La maladie mentale dans Anodyne

La maladie mentale se présente sous diverses formes et facettes et c’est pour cette raison qu’elle est présentée différemment dans plusieurs titres de jeux vidéo. Le jeu du petit studio Analgesic Productions intitulé Anodyne aborde le sujet d’une manière très métaphorique et mystérieuse. Mélangeant fable, cauchemar et rêve, l’ambiance d’Anodyne est une analogie à la vie. Elle est simple et légère à l’occasion, mais contient également des phases plus complexes et déprimantes. Plusieurs éléments étranges et fantasmagoriques sont au rendez-vous et il n’est pas rare de s’y perdre. Le nom Anodyne est en lui-même plutôt révélateur. Lorsque nous pensons à quelque chose d’anodin en français, c’est souvent un évènement avec peu d’importance. Or, anodyne en anglais se réfère plutôt à l’effet d’une drogue que l’on prend pour calmer la douleur.

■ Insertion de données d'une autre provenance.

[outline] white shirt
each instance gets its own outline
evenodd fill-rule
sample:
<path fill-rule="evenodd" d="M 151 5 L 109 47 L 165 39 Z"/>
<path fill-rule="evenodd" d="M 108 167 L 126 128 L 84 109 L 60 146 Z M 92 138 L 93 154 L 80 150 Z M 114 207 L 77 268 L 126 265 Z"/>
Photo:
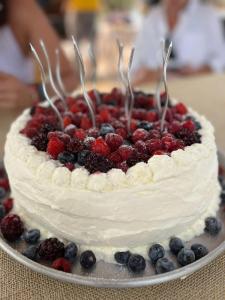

Il y a plusieurs débats quant à la signification et le symbolisme qu’Anodyne essaie de nous partager et les créateurs aiment nous laisser en suspens. Cependant, plusieurs joueurs et spécialistes s’entendent pour dire que le personnage principal souffre de dépression clinique. Les thèmes troublants tels que l’apathie, le suicide et la dérision/destruction de soi reviennent souvent. Il y a des moments très sombres. À un certain moment, vous tuez un pêcheur sans défense et vous sautez dans son sang afin de vous téléporter dans un autre royaume. Normalement, votre principale arme dans le jeu est un balai. Par contre, à un certain moment, votre balai se transforme en couteau. Au lieu de parler aux gens sans défense, vous les tuez sans remords.

**Alerte aux divulgâcheurs**

À la fin d’Anodyne vous devez vous battre contre une copie de vous-même qui a été prise par la noirceur. Votre copie vous dit qu’elle n’en peut plus d’être prise dans un cycle sans fin. Lorsque vous êtes victorieux, ce n’est pas une finale grandiose qui attend le joueur. Seulement le bruit de quelques cloches et l’impression d’avoir vaincu un moment difficile. Cependant, notre personnage n’est pas guéri, car la dépression est un cycle qui part et revient sans crier gare. Par contre, il s’est maintenant fait des amis pour aller chercher de l’aide quand il en aura besoin. Lorsqu’il regarde à l’horizon, c’est un signe qu’il y a toujours de l’espoir quand on prend la peine de regarder au-delà de la montagne qui nous obscurcit la vue. Fait intéressant, le personnage ne meurt jamais dans Anodyne. Au lieu, il se retrouve toujours dans son lit. Une métaphore qui signifie que même si certaines journées sont plus difficiles, il y a toujours un lendemain pour se relever plus fort.

La maladie mentale dans Hellblade : Senua’s Sacrifice

Hellblade : Senua’s Sacrifice est un titre qui a marqué de nombreux joueurs dès sa sortie. On aurait tendance à croire que ce serait dû à ses graphismes à couper le souffle. C’est plutôt l’histoire, l’ambiance et les valeurs que le jeu exploite qui l’ont rendu aussi populaire. Réalisé avec des psychiatres spécialisés en psychoses et des patients qui en souffrent, la petite équipe du studio Ninja Theory a su produire une oeuvre artistique qui choque tout autant qu’elle émerveille.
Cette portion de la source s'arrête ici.